As a kid I wanted to be a spy or diplomat. I loved history and really didn’t care much for science. I fell in love with science, and more specifically biology, in high school when I was allowed to do simple experiments to manipulate bacteria. This blew my mind that we could program living cells to do specific things with relatively simple methods.
Prostate cancer is a leading killer of men. The urology department and the HDFCCC are wonderful environments for research. My lab works on building new CRISPR tools and applying them to pressing problems in cancer such as drug resistance and metastasis. We are excited to be working on prostate cancer but also other cancers. For example, my Pew-Stewart award is to work on high risk acute myeloid leukemia driven by loss of p53 which historically has an extremely poor prognosis.
If you weren’t a scientist, what career would you have?
I can’t imagine not being a scientist at this point, but if forced to choose I guess I probably would have ended up as a lawyer.
What do you do in your spare time that is not related to work?
Deal with my monster of a dog. Just kidding! She is great. I enjoy running with my dog and exploring northern California with my wife, Laralynne.
What is the best advice you ever received?
Relax! Also, not to take setbacks or being told no too personally.
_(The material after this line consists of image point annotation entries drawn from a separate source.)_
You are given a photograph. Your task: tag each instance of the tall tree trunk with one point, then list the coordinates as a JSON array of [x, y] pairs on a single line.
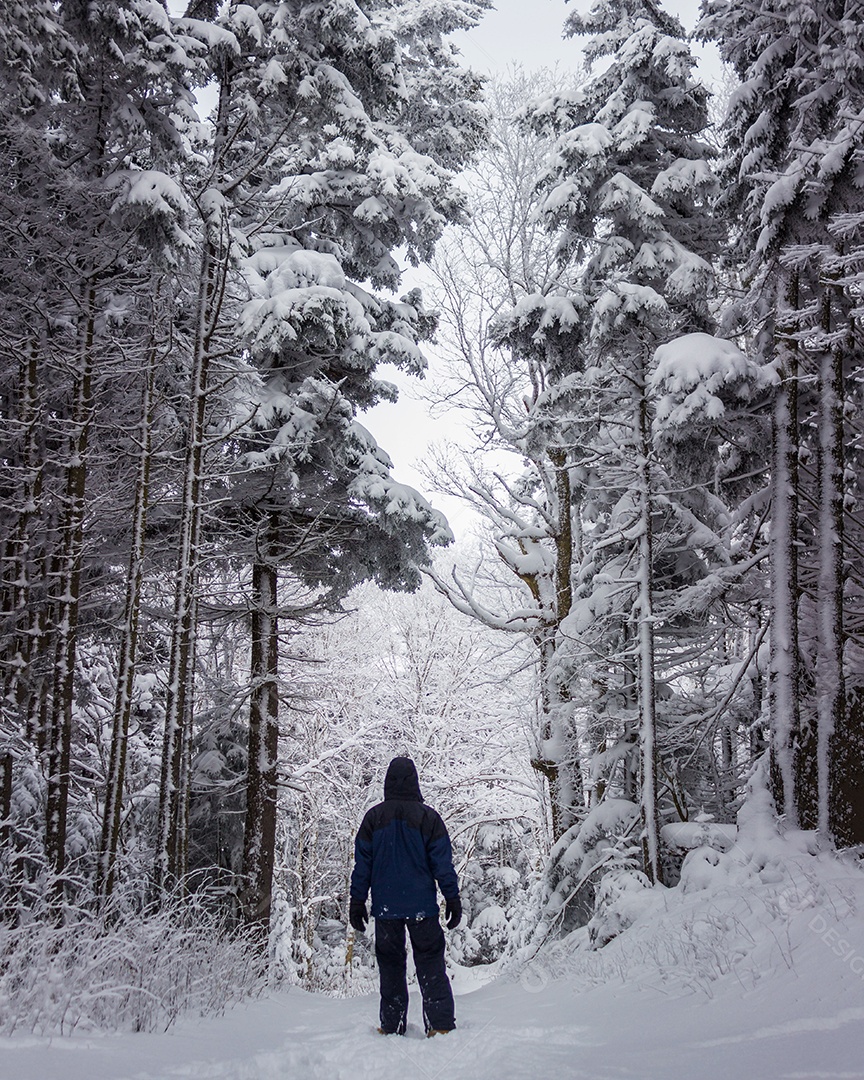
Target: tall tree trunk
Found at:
[[784, 664], [649, 756], [261, 777], [172, 844], [558, 759], [129, 642], [831, 699], [68, 592], [23, 631]]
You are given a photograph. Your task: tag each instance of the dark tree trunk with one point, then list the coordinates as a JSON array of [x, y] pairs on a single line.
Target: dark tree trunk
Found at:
[[261, 778]]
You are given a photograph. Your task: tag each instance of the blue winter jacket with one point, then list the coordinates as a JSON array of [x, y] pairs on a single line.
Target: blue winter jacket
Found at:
[[401, 850]]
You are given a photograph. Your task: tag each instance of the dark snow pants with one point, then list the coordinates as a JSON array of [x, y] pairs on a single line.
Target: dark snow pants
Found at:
[[428, 946]]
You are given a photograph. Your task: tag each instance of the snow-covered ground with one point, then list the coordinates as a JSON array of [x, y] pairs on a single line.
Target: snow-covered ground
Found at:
[[751, 969], [712, 983]]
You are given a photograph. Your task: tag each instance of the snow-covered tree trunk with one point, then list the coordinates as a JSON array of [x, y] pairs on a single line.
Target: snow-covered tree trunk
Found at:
[[176, 745], [647, 696], [831, 696], [67, 592], [262, 757], [784, 660], [129, 642]]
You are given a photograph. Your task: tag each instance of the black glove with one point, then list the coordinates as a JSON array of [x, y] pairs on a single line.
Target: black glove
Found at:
[[356, 915]]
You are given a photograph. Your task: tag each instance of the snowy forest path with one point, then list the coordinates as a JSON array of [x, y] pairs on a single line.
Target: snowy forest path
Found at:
[[507, 1031]]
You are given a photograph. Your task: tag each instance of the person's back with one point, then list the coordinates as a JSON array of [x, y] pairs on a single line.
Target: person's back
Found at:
[[401, 850]]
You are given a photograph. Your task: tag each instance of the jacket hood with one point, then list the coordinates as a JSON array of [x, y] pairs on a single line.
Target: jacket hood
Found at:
[[402, 781]]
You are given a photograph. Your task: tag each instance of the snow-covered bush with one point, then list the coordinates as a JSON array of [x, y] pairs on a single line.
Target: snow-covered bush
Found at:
[[138, 974]]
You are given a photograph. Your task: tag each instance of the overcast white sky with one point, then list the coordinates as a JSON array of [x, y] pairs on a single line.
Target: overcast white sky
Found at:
[[516, 31]]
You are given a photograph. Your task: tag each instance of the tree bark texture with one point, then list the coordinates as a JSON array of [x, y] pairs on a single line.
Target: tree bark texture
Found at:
[[784, 662], [261, 777]]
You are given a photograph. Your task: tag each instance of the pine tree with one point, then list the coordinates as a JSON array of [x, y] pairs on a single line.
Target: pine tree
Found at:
[[629, 190]]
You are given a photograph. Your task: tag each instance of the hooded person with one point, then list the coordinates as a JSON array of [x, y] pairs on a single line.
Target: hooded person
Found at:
[[401, 850]]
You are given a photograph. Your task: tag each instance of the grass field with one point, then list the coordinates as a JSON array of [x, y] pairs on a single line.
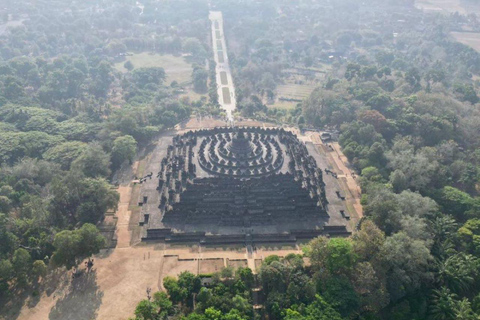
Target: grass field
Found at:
[[292, 91], [468, 38], [445, 6], [448, 6], [176, 67]]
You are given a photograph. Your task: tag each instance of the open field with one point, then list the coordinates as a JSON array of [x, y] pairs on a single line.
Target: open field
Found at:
[[447, 6], [470, 39], [292, 91], [176, 68], [441, 6]]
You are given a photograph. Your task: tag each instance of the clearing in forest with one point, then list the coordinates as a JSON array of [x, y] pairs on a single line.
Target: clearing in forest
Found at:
[[176, 68], [471, 39]]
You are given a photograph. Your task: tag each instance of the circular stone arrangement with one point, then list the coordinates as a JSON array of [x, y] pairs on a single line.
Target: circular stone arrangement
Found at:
[[242, 154]]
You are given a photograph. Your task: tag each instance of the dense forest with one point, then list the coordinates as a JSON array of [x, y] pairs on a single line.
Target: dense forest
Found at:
[[69, 120], [402, 93]]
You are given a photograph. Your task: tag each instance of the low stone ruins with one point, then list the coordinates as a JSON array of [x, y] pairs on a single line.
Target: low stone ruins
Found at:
[[239, 185]]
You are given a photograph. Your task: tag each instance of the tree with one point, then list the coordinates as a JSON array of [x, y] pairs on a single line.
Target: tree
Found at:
[[79, 199], [176, 293], [368, 241], [128, 65], [73, 245], [321, 310], [22, 263], [146, 310], [65, 153], [39, 269], [93, 161], [124, 148], [458, 272], [408, 263], [444, 304], [6, 274]]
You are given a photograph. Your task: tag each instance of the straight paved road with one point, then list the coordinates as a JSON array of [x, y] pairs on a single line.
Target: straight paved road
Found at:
[[225, 87]]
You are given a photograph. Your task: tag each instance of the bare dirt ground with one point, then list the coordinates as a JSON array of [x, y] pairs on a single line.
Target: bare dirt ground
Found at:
[[121, 275]]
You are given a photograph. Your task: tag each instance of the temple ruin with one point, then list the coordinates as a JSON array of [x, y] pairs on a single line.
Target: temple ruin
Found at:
[[238, 185]]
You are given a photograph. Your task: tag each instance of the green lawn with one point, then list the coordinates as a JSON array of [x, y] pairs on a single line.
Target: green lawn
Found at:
[[176, 67]]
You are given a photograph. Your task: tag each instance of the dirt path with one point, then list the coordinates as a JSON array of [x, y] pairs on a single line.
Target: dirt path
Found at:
[[226, 89], [354, 189], [124, 235]]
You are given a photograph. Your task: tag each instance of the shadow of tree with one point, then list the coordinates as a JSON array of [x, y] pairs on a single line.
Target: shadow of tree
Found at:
[[82, 300], [11, 304]]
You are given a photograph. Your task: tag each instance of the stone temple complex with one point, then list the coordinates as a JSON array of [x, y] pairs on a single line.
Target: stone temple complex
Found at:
[[238, 185]]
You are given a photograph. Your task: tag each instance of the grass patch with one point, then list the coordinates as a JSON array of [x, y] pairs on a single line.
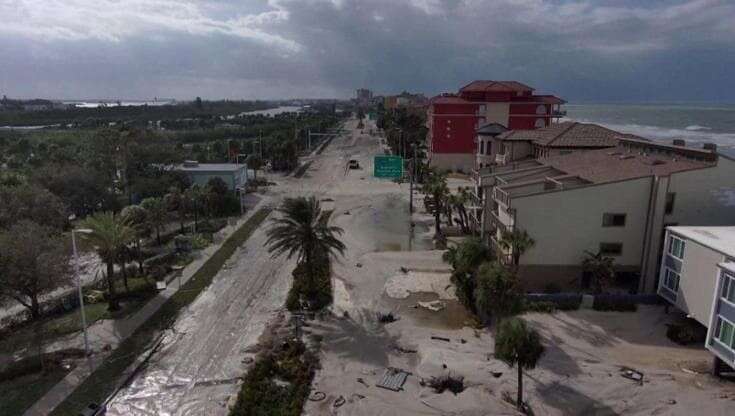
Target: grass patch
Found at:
[[21, 393], [24, 336], [279, 382], [100, 384]]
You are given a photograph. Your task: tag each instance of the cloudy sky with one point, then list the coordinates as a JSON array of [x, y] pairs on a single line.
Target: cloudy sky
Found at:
[[582, 50]]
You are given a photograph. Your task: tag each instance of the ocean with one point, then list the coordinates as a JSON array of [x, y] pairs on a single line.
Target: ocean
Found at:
[[695, 123]]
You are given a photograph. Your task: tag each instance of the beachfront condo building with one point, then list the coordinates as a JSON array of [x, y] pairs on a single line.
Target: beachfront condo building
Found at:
[[697, 275], [453, 119], [615, 201]]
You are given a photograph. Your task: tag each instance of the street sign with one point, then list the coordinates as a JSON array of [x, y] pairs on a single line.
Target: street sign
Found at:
[[390, 167]]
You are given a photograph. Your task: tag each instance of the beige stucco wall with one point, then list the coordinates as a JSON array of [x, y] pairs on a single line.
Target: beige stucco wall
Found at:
[[453, 161], [697, 281], [566, 223]]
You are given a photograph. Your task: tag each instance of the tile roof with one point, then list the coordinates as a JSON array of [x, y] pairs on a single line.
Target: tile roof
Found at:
[[568, 134], [610, 165], [448, 99], [499, 86]]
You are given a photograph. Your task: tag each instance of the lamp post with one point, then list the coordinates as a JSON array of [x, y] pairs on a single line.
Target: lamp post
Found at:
[[79, 284]]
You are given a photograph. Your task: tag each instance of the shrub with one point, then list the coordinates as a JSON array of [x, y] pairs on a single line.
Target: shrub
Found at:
[[293, 366], [311, 294], [616, 304], [688, 332]]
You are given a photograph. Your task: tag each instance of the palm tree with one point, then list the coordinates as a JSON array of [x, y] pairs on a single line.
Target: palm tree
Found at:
[[137, 217], [436, 188], [157, 212], [517, 242], [109, 235], [302, 230], [602, 269], [518, 345]]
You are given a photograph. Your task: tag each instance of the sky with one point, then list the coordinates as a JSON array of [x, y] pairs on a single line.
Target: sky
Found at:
[[581, 50]]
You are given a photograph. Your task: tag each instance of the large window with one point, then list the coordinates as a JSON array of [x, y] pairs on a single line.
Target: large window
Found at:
[[613, 220], [728, 287], [671, 280], [676, 247], [724, 332], [611, 249]]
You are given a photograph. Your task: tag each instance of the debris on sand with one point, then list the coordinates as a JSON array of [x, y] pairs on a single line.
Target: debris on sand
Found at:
[[447, 382], [392, 379], [317, 396], [434, 305], [386, 318], [632, 374]]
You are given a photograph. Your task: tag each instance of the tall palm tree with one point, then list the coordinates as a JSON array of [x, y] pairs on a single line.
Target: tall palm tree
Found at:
[[519, 346], [157, 212], [517, 242], [302, 231], [436, 188], [109, 235]]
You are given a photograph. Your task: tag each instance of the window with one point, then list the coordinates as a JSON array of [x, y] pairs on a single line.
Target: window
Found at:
[[724, 333], [728, 287], [611, 249], [670, 198], [676, 247], [613, 220], [671, 280]]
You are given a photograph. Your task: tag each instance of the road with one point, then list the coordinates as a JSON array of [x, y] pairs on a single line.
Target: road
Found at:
[[196, 370]]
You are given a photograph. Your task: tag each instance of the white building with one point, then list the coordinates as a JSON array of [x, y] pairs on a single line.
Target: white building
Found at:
[[697, 275]]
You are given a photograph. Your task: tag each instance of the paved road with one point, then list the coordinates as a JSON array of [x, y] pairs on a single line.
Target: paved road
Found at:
[[195, 372]]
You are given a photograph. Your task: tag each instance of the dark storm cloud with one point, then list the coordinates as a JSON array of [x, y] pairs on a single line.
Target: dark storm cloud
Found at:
[[582, 50]]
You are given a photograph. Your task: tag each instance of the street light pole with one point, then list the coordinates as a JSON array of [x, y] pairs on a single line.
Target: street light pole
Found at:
[[79, 286]]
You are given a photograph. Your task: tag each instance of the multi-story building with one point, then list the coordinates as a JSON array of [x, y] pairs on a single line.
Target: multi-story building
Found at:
[[616, 201], [452, 119], [697, 275]]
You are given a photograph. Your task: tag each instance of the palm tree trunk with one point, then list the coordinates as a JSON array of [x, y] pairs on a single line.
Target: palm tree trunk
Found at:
[[519, 400], [112, 303]]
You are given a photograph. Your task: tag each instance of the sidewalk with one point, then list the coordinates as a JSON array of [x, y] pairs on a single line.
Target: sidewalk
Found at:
[[113, 332]]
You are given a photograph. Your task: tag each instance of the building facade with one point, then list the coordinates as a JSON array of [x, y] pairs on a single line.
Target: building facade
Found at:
[[452, 119], [697, 275], [615, 201], [234, 175]]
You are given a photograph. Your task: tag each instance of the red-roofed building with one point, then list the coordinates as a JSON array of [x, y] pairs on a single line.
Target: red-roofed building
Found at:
[[452, 119]]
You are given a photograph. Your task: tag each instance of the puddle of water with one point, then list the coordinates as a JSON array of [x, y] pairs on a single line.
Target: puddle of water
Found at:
[[454, 316], [389, 221]]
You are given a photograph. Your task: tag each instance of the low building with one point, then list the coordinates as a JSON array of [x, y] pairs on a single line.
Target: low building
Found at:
[[697, 275], [554, 140], [234, 175], [616, 201]]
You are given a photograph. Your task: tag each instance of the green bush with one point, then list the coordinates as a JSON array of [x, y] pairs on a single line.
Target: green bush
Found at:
[[689, 332], [603, 303], [307, 294], [293, 366]]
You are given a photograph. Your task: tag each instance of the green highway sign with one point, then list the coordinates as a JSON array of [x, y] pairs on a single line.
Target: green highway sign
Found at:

What advice do you have for young future scientists?
Be persistent. Science can be slow and frustrating at times, but is overall a wonderful career.
Last question, and it’s science fiction, so go with it: if you were a mad scientist using CRISPR or CRISPR-like technology, what trait or characteristic would you alter or remove from humans?
I would CRISPR in resistance to space radiation so we can travel to Mars someday without health consequences.